Interface SupportsBucketing


@PublicEvolving public interface SupportsBucketing
Enables to write bucketed data into a DynamicTableSink.

Buckets enable load balancing in an external storage system by splitting data into disjoint subsets. These subsets group rows with potentially "infinite" keyspace into smaller and more manageable chunks that allow for efficient parallel processing.

Bucketing depends heavily on the semantics of the underlying connector. However, a user can influence the bucketing behavior by specifying the number of buckets, the bucketing algorithm, and (if the algorithm allows it) the columns which are used for target bucket calculation.

All bucketing components (i.e. bucket number, distribution algorithm, bucket key columns) are optional from a SQL syntax perspective. This ability interface defines which algorithms (listAlgorithms()) are effectively supported and whether a bucket count is mandatory (requiresBucketCount()). The planner will perform necessary validation checks.
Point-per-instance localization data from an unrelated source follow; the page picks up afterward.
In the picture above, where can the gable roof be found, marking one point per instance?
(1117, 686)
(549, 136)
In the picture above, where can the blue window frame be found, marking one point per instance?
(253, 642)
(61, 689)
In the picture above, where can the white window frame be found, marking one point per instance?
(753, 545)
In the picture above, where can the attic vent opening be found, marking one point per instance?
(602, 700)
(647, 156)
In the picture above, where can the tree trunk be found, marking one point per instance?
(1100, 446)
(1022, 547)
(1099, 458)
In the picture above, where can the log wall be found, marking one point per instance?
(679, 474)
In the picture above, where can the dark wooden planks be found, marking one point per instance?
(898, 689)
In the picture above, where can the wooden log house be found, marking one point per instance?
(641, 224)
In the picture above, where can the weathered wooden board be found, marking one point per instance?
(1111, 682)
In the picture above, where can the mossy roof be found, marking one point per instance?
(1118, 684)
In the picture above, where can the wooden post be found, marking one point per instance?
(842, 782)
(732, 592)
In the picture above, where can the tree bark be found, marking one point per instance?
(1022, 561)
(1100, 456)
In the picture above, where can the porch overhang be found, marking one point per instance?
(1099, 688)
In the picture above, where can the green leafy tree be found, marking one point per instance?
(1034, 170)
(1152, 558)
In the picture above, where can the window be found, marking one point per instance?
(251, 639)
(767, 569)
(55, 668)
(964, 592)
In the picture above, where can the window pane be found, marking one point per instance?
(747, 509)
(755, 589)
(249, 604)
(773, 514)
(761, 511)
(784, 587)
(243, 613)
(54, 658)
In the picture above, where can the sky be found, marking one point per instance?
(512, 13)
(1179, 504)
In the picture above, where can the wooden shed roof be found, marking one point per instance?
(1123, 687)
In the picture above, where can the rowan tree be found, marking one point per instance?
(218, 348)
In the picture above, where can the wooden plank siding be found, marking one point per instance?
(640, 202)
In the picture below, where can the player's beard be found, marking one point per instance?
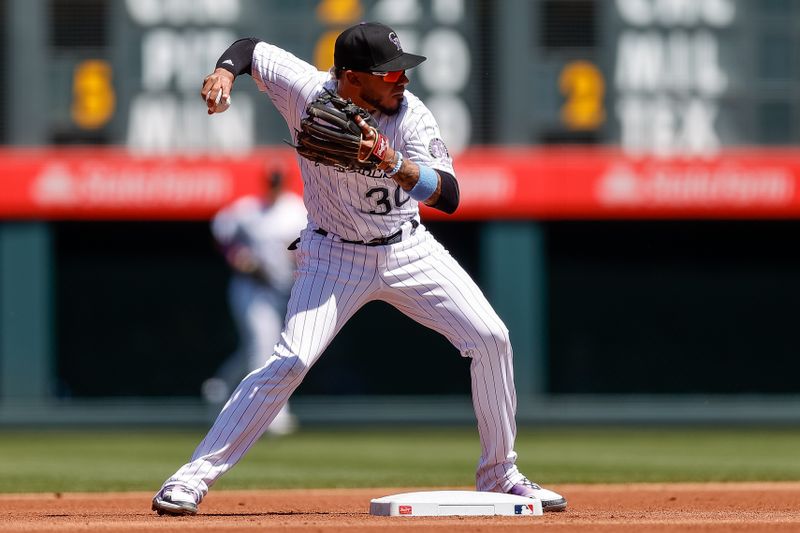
(376, 103)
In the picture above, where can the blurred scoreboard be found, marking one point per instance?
(656, 77)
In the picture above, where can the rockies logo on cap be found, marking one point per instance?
(372, 46)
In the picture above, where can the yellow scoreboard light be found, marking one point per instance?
(583, 87)
(93, 96)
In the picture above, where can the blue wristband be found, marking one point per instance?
(426, 186)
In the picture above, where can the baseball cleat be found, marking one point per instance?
(175, 500)
(551, 501)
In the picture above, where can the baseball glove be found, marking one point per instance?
(335, 132)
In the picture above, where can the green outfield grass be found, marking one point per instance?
(92, 460)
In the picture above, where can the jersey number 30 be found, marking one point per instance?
(383, 200)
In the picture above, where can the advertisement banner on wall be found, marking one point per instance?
(495, 183)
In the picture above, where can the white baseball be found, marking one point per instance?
(221, 105)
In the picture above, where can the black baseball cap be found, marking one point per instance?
(372, 47)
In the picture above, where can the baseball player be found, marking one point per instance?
(364, 241)
(253, 234)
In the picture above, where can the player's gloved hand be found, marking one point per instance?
(375, 147)
(216, 90)
(336, 132)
Given the following SQL statements:


 -- Example 1
 CREATE TABLE MyTable (uid BIGINT, name STRING) DISTRIBUTED BY HASH(uid) INTO 4 BUCKETS;

 -- Example 2
 CREATE TABLE MyTable (uid BIGINT, name STRING) DISTRIBUTED BY (uid) INTO 4 BUCKETS;

 -- Example 3
 CREATE TABLE MyTable (uid BIGINT, name STRING) DISTRIBUTED BY (uid);

 -- Example 4
 CREATE TABLE MyTable (uid BIGINT, name STRING) DISTRIBUTED INTO 4 BUCKETS;
 

Example 1 declares a hash function on a fixed number of 4 buckets (i.e. HASH(uid) % 4 = target bucket). Example 2 leaves the selection of an algorithm up to the connector, represented as TableDistribution.Kind.UNKNOWN. Additionally, Example 3 leaves the number of buckets up to the connector. In contrast, Example 4 only defines the number of buckets.

A sink can implement both SupportsPartitioning and SupportsBucketing. Conceptually, a partition can be seen as kind of "directory" whereas buckets correspond to "files" per directory. Partitioning splits the data on a small, human-readable keyspace (e.g. by year or by geographical region). This enables efficient selection via equality, inequality, or ranges due to knowledge about existing partitions. Bucketing operates within partitions on a potentially large and infinite keyspace.

See Also:
  • Method Details

    • listAlgorithms

      Set<TableDistribution.Kind> listAlgorithms()
      Returns the set of supported bucketing algorithms.

      The set must be non-empty. Otherwise, the planner will throw an error during validation.

      If specifying an algorithm is optional, this set must include TableDistribution.Kind.UNKNOWN.

    • requiresBucketCount

      boolean requiresBucketCount()
      Returns whether the DynamicTableSink requires a bucket count.

      If this method returns true, the DynamicTableSink will require a bucket count.

      If this method return false, the DynamicTableSink may or may not consider the provided bucket count.